Ehud Barak was also right to say that the Israel Defense Forces cannot station thousands of soldiers along the border to prevent such a "violation of sovereignty."
But it's a pity this approach was lacking when Israel decided to attack a Turkish-sponsored flotilla to Gaza, that it vanishes when Israel uses dogs to chase off Palestinian laborers seeking to "violate its sovereignty" by entering the country to work, and that it's the exact opposite of the manner in which the IDF maintains its meticulous closure of the Gaza Strip.
It turns out that according to Barak, a "violation of sovereignty" is not an existential threat, or even a strategic one. At most, this was an intelligence failure that was partially compensated for by wise judgment on the part of commanders in the field.

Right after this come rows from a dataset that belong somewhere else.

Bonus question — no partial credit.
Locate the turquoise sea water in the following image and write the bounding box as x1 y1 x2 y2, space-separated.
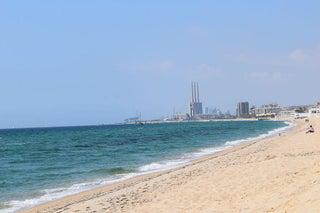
0 120 290 212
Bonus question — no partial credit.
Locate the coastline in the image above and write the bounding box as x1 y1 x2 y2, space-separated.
17 119 302 213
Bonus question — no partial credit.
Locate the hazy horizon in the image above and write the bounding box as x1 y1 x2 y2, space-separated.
1 1 320 128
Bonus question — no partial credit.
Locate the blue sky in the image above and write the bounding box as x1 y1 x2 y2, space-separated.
1 1 320 128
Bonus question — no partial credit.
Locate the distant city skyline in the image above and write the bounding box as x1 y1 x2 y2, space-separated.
1 1 320 128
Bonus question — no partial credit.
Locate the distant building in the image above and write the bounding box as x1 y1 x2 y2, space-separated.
190 81 203 117
237 102 249 118
205 107 209 114
309 102 320 117
309 107 320 115
124 116 140 123
253 103 281 118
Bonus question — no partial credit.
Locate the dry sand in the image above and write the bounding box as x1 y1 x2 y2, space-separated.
22 117 320 213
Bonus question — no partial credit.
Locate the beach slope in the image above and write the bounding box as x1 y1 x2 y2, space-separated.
23 117 320 212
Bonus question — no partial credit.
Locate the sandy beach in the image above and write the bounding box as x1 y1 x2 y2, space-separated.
21 117 320 213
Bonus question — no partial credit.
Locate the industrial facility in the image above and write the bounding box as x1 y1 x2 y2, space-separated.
124 82 320 124
190 81 203 118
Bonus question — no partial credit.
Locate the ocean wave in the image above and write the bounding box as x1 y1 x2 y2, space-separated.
137 121 295 174
138 159 189 173
191 146 231 158
225 121 294 146
1 121 294 213
139 122 295 174
1 173 138 213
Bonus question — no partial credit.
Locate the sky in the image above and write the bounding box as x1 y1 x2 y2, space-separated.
0 0 320 128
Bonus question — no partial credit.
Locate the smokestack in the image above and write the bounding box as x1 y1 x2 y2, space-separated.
192 82 194 103
191 82 194 103
197 82 200 102
194 82 197 103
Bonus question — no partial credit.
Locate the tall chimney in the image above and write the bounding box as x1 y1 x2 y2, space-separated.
193 82 196 103
193 82 198 102
191 82 194 103
197 82 200 102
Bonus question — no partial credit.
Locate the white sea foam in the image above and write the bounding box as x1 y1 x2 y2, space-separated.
225 121 294 146
1 121 295 213
1 173 141 213
189 121 295 160
191 146 231 158
137 121 295 175
138 159 189 173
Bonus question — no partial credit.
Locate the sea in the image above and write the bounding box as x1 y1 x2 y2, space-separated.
0 120 292 212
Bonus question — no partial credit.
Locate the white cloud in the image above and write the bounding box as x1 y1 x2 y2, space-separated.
246 71 288 85
289 49 308 62
137 60 176 73
288 47 320 70
188 64 224 80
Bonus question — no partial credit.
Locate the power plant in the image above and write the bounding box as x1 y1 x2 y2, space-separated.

And in fact, this is the appropriate attitude for a country that is making little effort to delineate its borders, instead relying on an empty policy that assumes Israel can continue to exist in flexible, unrecognized borders that trespass on territory belonging to other nations.

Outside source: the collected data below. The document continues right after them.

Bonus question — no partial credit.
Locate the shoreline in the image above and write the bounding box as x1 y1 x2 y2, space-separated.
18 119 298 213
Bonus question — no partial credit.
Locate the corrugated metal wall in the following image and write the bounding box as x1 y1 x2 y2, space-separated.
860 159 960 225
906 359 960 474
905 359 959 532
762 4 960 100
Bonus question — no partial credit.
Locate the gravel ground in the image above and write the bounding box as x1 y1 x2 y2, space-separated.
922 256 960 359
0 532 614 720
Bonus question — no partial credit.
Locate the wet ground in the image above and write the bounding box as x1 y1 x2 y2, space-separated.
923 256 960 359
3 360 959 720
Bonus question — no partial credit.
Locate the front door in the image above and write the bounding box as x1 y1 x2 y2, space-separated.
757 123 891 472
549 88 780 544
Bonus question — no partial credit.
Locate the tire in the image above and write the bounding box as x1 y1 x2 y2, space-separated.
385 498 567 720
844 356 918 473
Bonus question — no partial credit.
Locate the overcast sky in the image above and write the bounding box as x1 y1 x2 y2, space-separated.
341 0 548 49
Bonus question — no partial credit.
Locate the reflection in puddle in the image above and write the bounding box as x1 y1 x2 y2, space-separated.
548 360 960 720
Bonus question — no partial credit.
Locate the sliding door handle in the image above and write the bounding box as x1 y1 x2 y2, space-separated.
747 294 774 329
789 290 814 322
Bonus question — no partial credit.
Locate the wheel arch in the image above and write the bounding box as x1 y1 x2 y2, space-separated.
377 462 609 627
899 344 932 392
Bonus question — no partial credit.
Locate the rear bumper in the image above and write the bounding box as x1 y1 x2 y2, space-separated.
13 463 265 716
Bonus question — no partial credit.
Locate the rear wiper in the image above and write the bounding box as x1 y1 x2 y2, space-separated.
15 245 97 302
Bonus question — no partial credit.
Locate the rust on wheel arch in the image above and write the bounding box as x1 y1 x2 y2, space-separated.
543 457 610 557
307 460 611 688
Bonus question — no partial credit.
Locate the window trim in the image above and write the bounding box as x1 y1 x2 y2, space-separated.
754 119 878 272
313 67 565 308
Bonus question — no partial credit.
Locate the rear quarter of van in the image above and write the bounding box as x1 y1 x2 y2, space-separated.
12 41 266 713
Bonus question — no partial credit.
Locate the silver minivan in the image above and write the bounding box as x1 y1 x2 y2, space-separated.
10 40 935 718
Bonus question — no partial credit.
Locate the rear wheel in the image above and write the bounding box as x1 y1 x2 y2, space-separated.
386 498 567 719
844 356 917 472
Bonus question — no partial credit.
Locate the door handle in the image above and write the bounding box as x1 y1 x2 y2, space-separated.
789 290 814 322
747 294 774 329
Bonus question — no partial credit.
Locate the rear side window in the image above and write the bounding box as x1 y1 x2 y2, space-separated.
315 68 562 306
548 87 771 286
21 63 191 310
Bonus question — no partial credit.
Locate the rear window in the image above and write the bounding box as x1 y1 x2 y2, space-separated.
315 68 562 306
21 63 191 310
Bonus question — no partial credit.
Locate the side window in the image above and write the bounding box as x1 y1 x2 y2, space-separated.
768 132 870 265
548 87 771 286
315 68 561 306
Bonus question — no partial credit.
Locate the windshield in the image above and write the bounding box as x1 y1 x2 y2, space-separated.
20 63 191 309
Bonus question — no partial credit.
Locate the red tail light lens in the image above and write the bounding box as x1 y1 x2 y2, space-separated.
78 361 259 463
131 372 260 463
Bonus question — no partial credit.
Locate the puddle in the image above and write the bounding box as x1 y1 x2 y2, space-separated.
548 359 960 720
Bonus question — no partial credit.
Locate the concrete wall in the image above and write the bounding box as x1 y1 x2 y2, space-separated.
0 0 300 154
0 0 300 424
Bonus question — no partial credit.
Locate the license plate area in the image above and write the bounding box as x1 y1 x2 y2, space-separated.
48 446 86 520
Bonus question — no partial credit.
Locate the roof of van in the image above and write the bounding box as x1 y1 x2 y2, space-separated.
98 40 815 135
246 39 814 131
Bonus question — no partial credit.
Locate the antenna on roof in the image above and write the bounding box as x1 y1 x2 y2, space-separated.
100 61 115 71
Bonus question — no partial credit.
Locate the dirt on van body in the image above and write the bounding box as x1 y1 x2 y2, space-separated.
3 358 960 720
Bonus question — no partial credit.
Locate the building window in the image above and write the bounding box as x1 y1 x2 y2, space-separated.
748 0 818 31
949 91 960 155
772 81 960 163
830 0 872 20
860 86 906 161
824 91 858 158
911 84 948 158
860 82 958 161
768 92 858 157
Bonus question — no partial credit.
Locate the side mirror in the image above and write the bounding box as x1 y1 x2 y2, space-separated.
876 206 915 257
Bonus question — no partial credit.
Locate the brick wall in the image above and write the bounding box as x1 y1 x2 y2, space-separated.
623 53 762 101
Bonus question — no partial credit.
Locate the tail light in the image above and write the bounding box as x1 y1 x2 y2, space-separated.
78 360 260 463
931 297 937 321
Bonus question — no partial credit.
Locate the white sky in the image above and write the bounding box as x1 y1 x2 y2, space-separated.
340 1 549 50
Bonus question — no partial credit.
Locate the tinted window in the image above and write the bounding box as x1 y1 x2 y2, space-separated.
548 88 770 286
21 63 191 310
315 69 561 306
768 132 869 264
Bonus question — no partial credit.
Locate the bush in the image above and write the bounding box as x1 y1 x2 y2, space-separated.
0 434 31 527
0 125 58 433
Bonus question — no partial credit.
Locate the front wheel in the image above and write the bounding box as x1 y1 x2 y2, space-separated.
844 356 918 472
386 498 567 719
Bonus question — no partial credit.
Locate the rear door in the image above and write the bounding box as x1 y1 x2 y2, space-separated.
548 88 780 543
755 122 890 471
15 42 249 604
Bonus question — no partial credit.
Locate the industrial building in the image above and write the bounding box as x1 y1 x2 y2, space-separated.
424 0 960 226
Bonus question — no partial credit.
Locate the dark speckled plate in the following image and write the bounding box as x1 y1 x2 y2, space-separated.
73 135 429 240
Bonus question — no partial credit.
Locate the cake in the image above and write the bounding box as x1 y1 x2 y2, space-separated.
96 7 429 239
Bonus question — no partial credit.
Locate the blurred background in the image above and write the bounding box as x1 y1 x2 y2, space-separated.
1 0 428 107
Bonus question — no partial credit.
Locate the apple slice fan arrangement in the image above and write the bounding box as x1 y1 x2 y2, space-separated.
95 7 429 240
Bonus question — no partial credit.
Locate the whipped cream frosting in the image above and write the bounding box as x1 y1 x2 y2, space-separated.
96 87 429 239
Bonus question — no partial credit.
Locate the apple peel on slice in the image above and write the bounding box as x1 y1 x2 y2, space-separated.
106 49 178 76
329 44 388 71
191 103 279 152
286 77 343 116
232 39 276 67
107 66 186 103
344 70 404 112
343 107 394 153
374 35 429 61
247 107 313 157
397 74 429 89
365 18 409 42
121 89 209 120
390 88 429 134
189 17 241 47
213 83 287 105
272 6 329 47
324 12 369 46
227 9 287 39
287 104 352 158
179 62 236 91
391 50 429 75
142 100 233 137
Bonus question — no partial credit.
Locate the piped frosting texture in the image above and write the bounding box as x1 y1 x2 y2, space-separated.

As a result of this policy, the state's sovereignty has also become flexible rather than absolute. It's no surprise that statements about the events of Nakba Day made much use of words and phrases such as "terror," "threat," "the IDF's deployment," "the number of dead and wounded," "a third intifada" and "the threat we can expect in September."

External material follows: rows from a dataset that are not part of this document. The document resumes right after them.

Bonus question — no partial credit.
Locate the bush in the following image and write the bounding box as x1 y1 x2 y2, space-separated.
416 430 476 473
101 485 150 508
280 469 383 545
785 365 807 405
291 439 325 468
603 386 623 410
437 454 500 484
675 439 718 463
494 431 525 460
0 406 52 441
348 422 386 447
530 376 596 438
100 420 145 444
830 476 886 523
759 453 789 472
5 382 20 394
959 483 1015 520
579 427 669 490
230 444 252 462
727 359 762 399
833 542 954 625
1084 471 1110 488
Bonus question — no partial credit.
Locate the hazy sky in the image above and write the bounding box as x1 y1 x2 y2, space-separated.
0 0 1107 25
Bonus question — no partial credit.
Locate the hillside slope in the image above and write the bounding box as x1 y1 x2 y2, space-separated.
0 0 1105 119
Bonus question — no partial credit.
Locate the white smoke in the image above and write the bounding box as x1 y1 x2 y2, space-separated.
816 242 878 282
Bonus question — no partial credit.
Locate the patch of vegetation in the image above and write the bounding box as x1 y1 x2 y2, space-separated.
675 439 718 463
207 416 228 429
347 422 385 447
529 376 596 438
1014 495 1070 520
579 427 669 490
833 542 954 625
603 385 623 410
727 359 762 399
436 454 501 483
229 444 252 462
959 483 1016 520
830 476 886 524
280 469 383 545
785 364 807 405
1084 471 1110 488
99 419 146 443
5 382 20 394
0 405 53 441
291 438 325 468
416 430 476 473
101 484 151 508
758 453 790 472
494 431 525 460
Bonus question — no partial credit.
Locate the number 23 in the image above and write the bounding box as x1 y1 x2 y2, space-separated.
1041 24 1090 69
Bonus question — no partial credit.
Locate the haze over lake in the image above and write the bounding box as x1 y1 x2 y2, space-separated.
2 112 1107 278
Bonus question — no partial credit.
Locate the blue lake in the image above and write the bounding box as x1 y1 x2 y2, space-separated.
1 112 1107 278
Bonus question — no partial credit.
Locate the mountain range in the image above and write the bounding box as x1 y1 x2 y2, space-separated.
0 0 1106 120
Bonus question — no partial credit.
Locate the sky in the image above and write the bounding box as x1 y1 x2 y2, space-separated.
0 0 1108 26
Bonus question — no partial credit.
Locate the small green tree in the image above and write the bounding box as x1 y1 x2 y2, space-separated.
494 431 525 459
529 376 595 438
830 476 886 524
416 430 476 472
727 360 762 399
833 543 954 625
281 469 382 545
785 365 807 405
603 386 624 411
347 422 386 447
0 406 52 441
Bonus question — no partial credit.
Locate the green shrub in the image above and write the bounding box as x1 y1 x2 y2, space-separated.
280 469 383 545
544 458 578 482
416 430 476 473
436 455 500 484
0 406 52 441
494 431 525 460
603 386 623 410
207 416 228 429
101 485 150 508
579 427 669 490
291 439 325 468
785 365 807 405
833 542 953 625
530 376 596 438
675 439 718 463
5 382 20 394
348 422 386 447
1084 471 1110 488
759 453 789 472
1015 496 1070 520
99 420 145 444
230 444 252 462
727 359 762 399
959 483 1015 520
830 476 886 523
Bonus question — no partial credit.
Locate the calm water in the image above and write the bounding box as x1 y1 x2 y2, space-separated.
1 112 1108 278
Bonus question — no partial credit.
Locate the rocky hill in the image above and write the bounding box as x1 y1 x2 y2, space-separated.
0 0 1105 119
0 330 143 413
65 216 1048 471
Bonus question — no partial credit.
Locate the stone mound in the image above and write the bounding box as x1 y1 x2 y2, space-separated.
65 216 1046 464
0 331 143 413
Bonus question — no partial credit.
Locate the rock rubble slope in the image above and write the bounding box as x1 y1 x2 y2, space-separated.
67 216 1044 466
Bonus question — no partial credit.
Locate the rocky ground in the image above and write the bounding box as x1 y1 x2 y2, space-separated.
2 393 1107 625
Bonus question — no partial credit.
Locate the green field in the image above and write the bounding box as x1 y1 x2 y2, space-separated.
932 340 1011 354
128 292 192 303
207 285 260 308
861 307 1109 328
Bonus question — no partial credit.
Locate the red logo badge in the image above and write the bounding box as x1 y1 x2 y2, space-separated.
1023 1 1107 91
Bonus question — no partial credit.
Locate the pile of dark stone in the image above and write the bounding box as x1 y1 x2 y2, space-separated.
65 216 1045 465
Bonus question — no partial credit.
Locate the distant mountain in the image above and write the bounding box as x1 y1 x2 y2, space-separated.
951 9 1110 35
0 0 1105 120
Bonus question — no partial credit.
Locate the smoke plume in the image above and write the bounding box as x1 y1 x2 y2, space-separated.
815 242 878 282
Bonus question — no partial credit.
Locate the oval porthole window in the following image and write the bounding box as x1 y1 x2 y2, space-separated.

This is the standard lexicon that the government pulls out whenever it is faced with the need to present real solutions to fundamental problems.
The government all too easily assigns the IDF the job of "being ready for any scenario" and making diplomatic decisions in its stead.
The events of Nakba Day are neither a "reminder" nor a "threat," and they certainly aren't an attempt to destroy the State of Israel. Rather, they reflect the Palestinians' fundamental historical demand for an independent state with recognized sovereignty, within whose framework the refugee problem, too, can be solved.
The Nakba Day events simply expressed in a different form the demands the Palestinian leadership has been putting forth for years, and that Israel has evaded. It is not the IDF that is supposed to provide solutions for these "incidents," but the government.
Yet the latter still has trouble understanding that the next stage is not another intifada, but international pressure and a battle against the great powers.